Unesco has postponed an award it planned to give to Rosmah Mansor, the Malaysian prime minister’s wife, at the last minute in a sign of the growing international fallout from a corruption scandal engulfing the country’s leaders.
Irina Bokova, the Unesco director-general, wrote to Ms Rosmah this month saying Malaysia’s first lady was to receive the award at an event in New York this Thursday, according to the Malaysian government.
The award was to recognise efforts to counter extremism through the education system and honour the work of Permata, a Malaysian organisation that works with children and teenagers. Permata was founded by Ms Rosmah.
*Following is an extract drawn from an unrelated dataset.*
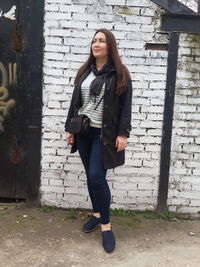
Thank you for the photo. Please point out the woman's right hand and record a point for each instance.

However, Malaysia’s ambassador to the UN was told in an email that it would be deferred to 2017 because of questions about Permata’s funding, according to a Malaysian government statement on Tuesday.
Questions surrounding the Malaysian prime minister and his family have intensified after US prosecutors outlined detailed allegations this summer concerning Malaysian state investment fund 1MDB.
While Najib Razak, Malaysia’s prime minister, was not identified by name in the US court documents, the description of “Malaysian Official 1” matches his personal details and responsibilities. US prosecutors say that this official received funds misappropriated from 1MDB. Mr Najib denies any wrongdoing.
Riza Aziz, Ms Rosmah’s son from a previous marriage, was named by US prosecutors in the court documents. He is co-founder of Red Granite, the film studio behind The Wolf of Wall Street, a Hollywood film allegedly produced with funds diverted from 1MDB. Red Granite denies wrongdoing and says it is co-operating with inquiries.
Malaysia’s leaders are battling severe international pressure over alleged large-scale corruption at the country’s state development fund
Tengku Sariffuddin, the Malaysian prime minister’s press secretary, said in a statement on Tuesday that Permata was funded by the Malaysian government under an allocation published in the government budget and approved by parliament.
“We deplore attempts to politicise the work of an exemplary organisation whose only aim is to improve the lives of children,” he said, adding that Ms Rosmah and Permata had now declined the award “to avoid any further distraction”.
Ms Rosmah is frequently a target of criticism on social media for her allegedly lavish lifestyle. Supporters of the prime minister dismiss these attacks as politically motivated.
Ms Bokova, who assumed leadership of Unesco in 2009, is running to be secretary-general of the UN.